Our country was founded on the premise of truth—not your truth or my truth, some arbitrary belief or inclination or feeling, but on eternal truth:  “we hold these truths to be self-evident…,” truths resting upon the Creator of the universe.  Take away the Creator, bring in a self-referenced paganism, and truth evaporates into moral and social chaos, everyone’s opinion as true as anyone else’s, everyone’s claims as valid as anyone else’s, every man for himself—a state of what the 18th-century philosopher Thomas Hobbes called homo homini lupus:  men are wolves toward each other.  That’s the futility of the Gentile or pagan way of thinking and acting.

“That is not how you learned Christ,” Paul remarks (4:20).  Not only have we committed ourselves to living in a holy manner according to the ways of God taught to us by Christ (cf. 4:21), but we commit ourselves to living in a holy manner, a virtuous manner, in the face of a pagan world—as the earliest Christians did.  We will maintain our commitment to the truths of human dignity regardless of age, race, gender, or social status; of sexual complementarity; of marriage as an institution for fostering new life; of this world’s goods given by God for the benefit of all and not just of a few.  Not only will we maintain our commitment personally, but we’ll do what we can to keep these truths alive in society—because it’s truth that leads us to harmony and justice, truth that sets us free, truth that enables us to be the people God created us to be.

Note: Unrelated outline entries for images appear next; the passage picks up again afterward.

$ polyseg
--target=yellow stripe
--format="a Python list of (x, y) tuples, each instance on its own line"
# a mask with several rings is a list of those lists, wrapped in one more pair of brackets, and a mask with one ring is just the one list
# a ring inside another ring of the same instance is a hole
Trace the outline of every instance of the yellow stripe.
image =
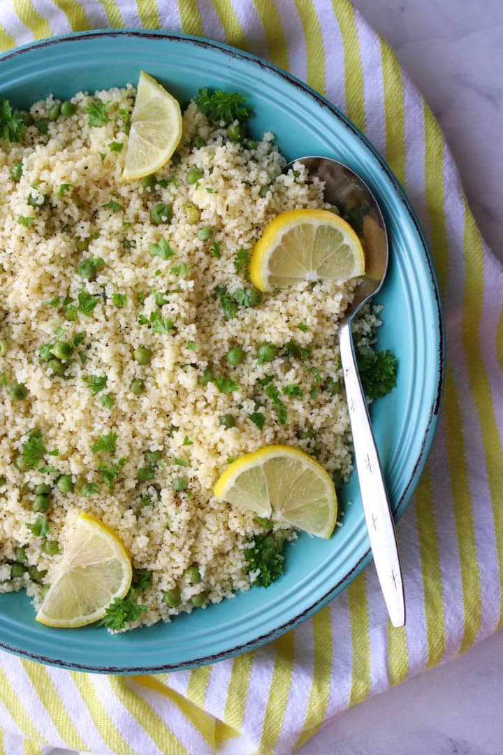
[(131, 716), (147, 732), (161, 753), (169, 755), (186, 755), (187, 750), (179, 742), (173, 732), (152, 710), (140, 695), (130, 689), (124, 676), (109, 676), (110, 686), (118, 700), (129, 710)]
[(190, 673), (187, 683), (187, 697), (199, 707), (204, 707), (206, 690), (211, 676), (211, 666), (201, 666)]
[(22, 660), (21, 664), (63, 741), (74, 750), (85, 750), (86, 744), (77, 733), (65, 704), (44, 667), (32, 661)]
[(449, 362), (446, 368), (443, 411), (465, 609), (465, 629), (460, 649), (460, 652), (464, 652), (473, 644), (480, 626), (480, 578), (468, 488), (463, 424), (455, 383)]
[[(166, 675), (167, 676), (167, 675)], [(182, 713), (186, 716), (188, 721), (194, 726), (194, 728), (199, 732), (201, 737), (203, 737), (210, 747), (214, 750), (215, 749), (215, 719), (210, 713), (207, 713), (204, 710), (202, 710), (197, 705), (195, 705), (190, 701), (190, 700), (186, 699), (182, 695), (179, 695), (179, 692), (176, 692), (174, 689), (171, 689), (170, 687), (166, 686), (164, 681), (161, 681), (158, 676), (155, 674), (143, 675), (142, 676), (131, 676), (136, 684), (142, 685), (144, 687), (147, 687), (149, 689), (154, 690), (154, 692), (160, 692), (164, 695), (164, 697), (168, 698), (173, 704), (180, 710)], [(232, 732), (233, 736), (235, 736), (235, 733)]]
[(143, 29), (161, 29), (155, 0), (136, 0), (136, 8)]
[(276, 657), (259, 745), (259, 752), (265, 753), (274, 750), (281, 733), (293, 670), (294, 632), (292, 630), (278, 637), (272, 646)]
[(296, 744), (301, 747), (320, 728), (325, 717), (330, 692), (332, 669), (332, 626), (328, 606), (311, 619), (314, 640), (314, 661), (309, 699), (302, 733)]
[(311, 0), (295, 0), (305, 39), (308, 84), (325, 94), (325, 48), (316, 11)]
[(193, 34), (196, 37), (204, 35), (203, 22), (196, 0), (178, 0), (178, 13), (184, 34)]
[[(484, 368), (480, 350), (479, 332), (482, 322), (483, 298), (483, 250), (482, 239), (474, 216), (468, 209), (466, 197), (463, 194), (465, 205), (465, 261), (467, 276), (463, 303), (462, 334), (467, 354), (467, 365), (471, 391), (480, 421), (482, 442), (486, 456), (486, 472), (492, 508), (496, 549), (499, 566), (500, 583), (500, 621), (503, 620), (503, 510), (501, 491), (503, 490), (503, 468), (501, 458), (503, 448), (498, 433), (498, 424), (492, 401), (501, 396), (491, 393), (487, 373)], [(480, 586), (479, 586), (480, 590)]]
[(250, 684), (250, 676), (255, 651), (238, 655), (232, 662), (231, 678), (227, 686), (227, 698), (223, 711), (223, 720), (237, 732), (240, 732), (244, 719), (244, 706)]
[(272, 0), (253, 0), (253, 5), (264, 27), (269, 60), (287, 71), (290, 67), (288, 45), (275, 3)]
[(82, 701), (89, 711), (93, 723), (107, 747), (121, 755), (137, 755), (112, 721), (89, 680), (89, 675), (81, 671), (69, 671)]
[(365, 131), (365, 99), (363, 72), (360, 54), (360, 42), (353, 8), (348, 2), (332, 0), (344, 49), (344, 91), (346, 115), (362, 131)]
[(124, 21), (120, 8), (115, 0), (100, 0), (100, 2), (105, 9), (109, 23), (112, 29), (121, 29), (124, 27)]
[(42, 755), (43, 752), (41, 746), (32, 742), (31, 739), (23, 740), (23, 749), (25, 755)]
[(20, 21), (29, 29), (35, 39), (44, 39), (51, 35), (49, 24), (35, 10), (30, 0), (12, 0), (12, 6)]
[(247, 40), (231, 0), (213, 0), (228, 45), (247, 50)]
[(416, 490), (416, 520), (421, 557), (428, 643), (426, 666), (429, 668), (440, 663), (446, 649), (440, 557), (437, 540), (435, 507), (431, 495), (429, 464), (426, 466)]
[(5, 672), (0, 668), (0, 700), (7, 708), (11, 717), (16, 722), (20, 732), (29, 739), (47, 744), (45, 739), (42, 737), (30, 720), (21, 701), (17, 697), (14, 687), (11, 685)]
[(365, 572), (348, 587), (351, 629), (352, 668), (349, 707), (363, 701), (370, 690), (370, 640)]
[(503, 307), (501, 307), (498, 330), (496, 331), (496, 355), (499, 362), (499, 368), (503, 372)]
[(403, 86), (400, 64), (388, 45), (381, 39), (381, 64), (386, 125), (386, 162), (402, 184), (405, 184), (405, 119)]
[(90, 29), (89, 19), (84, 8), (75, 0), (52, 0), (52, 2), (60, 11), (63, 11), (72, 32), (85, 32), (87, 29)]
[(10, 34), (8, 34), (0, 24), (0, 52), (6, 52), (8, 50), (11, 50), (13, 47), (16, 47), (16, 40)]

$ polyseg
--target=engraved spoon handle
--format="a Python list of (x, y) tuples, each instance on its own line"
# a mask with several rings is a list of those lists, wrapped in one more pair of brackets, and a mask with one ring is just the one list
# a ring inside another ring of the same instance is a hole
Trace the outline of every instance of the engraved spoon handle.
[(394, 627), (405, 624), (403, 585), (393, 517), (377, 455), (363, 392), (358, 377), (351, 325), (339, 329), (341, 363), (346, 387), (354, 458), (376, 571)]

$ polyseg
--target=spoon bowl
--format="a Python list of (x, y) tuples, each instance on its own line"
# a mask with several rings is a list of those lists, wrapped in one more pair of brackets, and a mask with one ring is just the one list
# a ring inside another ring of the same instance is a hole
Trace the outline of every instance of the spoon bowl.
[(324, 183), (324, 199), (333, 205), (360, 237), (365, 254), (365, 274), (354, 289), (351, 304), (339, 325), (339, 345), (361, 500), (374, 564), (394, 627), (405, 624), (401, 567), (393, 517), (358, 376), (351, 322), (376, 294), (388, 270), (389, 248), (384, 217), (367, 183), (347, 165), (327, 157), (302, 157), (311, 177)]

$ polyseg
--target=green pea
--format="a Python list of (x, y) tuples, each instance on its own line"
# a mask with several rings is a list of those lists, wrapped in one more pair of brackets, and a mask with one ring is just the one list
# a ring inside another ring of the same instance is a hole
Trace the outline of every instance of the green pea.
[(203, 371), (202, 374), (199, 375), (199, 377), (198, 378), (198, 381), (199, 381), (199, 383), (201, 383), (201, 385), (207, 385), (208, 383), (211, 383), (213, 381), (214, 377), (215, 376), (213, 374), (213, 370), (210, 370), (209, 368), (207, 367), (207, 368)]
[(97, 273), (96, 262), (94, 260), (82, 260), (79, 263), (77, 272), (81, 278), (86, 281), (94, 281)]
[(176, 587), (174, 590), (167, 590), (162, 596), (163, 603), (166, 603), (168, 609), (176, 609), (182, 602), (180, 591)]
[(28, 396), (28, 389), (24, 383), (13, 383), (9, 393), (14, 401), (23, 401)]
[(55, 102), (48, 113), (48, 121), (55, 121), (61, 112), (61, 103)]
[(246, 127), (242, 123), (229, 123), (227, 126), (227, 136), (231, 141), (240, 141), (246, 132)]
[(29, 110), (18, 110), (17, 117), (20, 118), (25, 126), (32, 126), (35, 123), (35, 119)]
[(230, 430), (231, 427), (236, 427), (236, 419), (234, 414), (222, 414), (219, 417), (219, 423), (225, 430)]
[(173, 477), (171, 480), (171, 489), (175, 493), (182, 493), (187, 489), (189, 482), (186, 477)]
[(198, 595), (193, 595), (190, 599), (190, 602), (195, 609), (200, 609), (201, 606), (204, 605), (207, 599), (207, 593), (199, 593)]
[(52, 353), (57, 359), (69, 359), (73, 353), (73, 347), (64, 341), (59, 341), (57, 344), (54, 344)]
[(65, 101), (61, 103), (61, 115), (64, 116), (65, 118), (68, 118), (69, 116), (73, 116), (76, 109), (77, 106), (74, 105), (69, 100), (65, 100)]
[(198, 231), (198, 239), (201, 241), (208, 241), (213, 235), (211, 226), (201, 226)]
[(21, 176), (23, 175), (23, 163), (22, 162), (14, 162), (11, 166), (11, 177), (13, 180), (18, 181), (21, 180)]
[(140, 183), (147, 191), (153, 191), (157, 183), (157, 178), (155, 174), (152, 173), (149, 176), (144, 176)]
[(55, 378), (63, 378), (66, 365), (63, 365), (59, 359), (53, 358), (48, 362), (48, 369), (51, 370)]
[(26, 560), (26, 546), (18, 545), (14, 549), (14, 558), (18, 563), (22, 564)]
[(11, 579), (16, 577), (22, 577), (24, 574), (24, 566), (23, 564), (13, 564), (11, 567)]
[(145, 346), (139, 346), (133, 355), (139, 365), (148, 365), (152, 359), (152, 351)]
[(38, 356), (44, 362), (48, 362), (53, 357), (52, 350), (54, 347), (54, 344), (44, 344), (38, 349)]
[(195, 183), (196, 181), (198, 181), (199, 179), (202, 178), (204, 175), (204, 171), (203, 171), (202, 168), (193, 168), (187, 174), (186, 180), (187, 181), (187, 183)]
[(161, 457), (162, 456), (161, 451), (145, 451), (145, 460), (148, 461), (149, 464), (156, 464), (158, 461), (161, 461)]
[(150, 217), (157, 226), (161, 223), (169, 223), (173, 217), (173, 205), (165, 205), (164, 202), (154, 205), (150, 211)]
[(201, 582), (201, 572), (197, 566), (188, 566), (183, 576), (191, 584), (199, 584)]
[(145, 382), (139, 378), (135, 378), (133, 381), (131, 381), (130, 388), (132, 393), (134, 393), (135, 396), (140, 396), (145, 390)]
[(51, 507), (51, 501), (48, 495), (35, 495), (33, 499), (32, 508), (34, 511), (43, 514), (48, 511)]
[(251, 288), (247, 288), (247, 294), (248, 296), (248, 301), (250, 307), (256, 307), (257, 304), (260, 304), (262, 300), (262, 291), (259, 291), (254, 286)]
[(241, 346), (233, 346), (225, 354), (225, 359), (229, 365), (233, 365), (235, 367), (241, 365), (244, 359), (244, 350), (241, 349)]
[(29, 469), (29, 464), (25, 461), (23, 454), (18, 454), (14, 459), (14, 467), (20, 472), (26, 472)]
[(264, 362), (272, 362), (277, 354), (277, 346), (273, 344), (261, 344), (256, 351), (257, 364), (262, 365)]
[(187, 216), (187, 223), (190, 223), (191, 225), (194, 225), (195, 223), (199, 222), (201, 220), (201, 210), (198, 207), (193, 205), (192, 202), (188, 202), (183, 209), (185, 210), (186, 215)]
[(56, 556), (59, 553), (60, 549), (55, 540), (46, 540), (44, 543), (44, 553), (48, 556)]
[(42, 577), (44, 577), (47, 573), (48, 570), (46, 569), (41, 569), (41, 571), (39, 572), (36, 566), (28, 567), (29, 578), (32, 579), (34, 582), (39, 581), (39, 580), (41, 580)]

As Catholic Christians we can’t become hermits—go off and live in our own Amish-style world.  Christ has sent us into the world to make it new, to give it life, to win over the pagans—because what we have is universally appealing:  goodness, truth, and beauty.  In their hearts everyone wants these things; the pagans seek them in the wrong places.  We can show them the right places:  in virtue, in a healthy relationship with God based on the “truth that is in Jesus” (4:21), in joy, in our care for our brothers and sisters—in short, “in God’s way of righteousness and holiness.”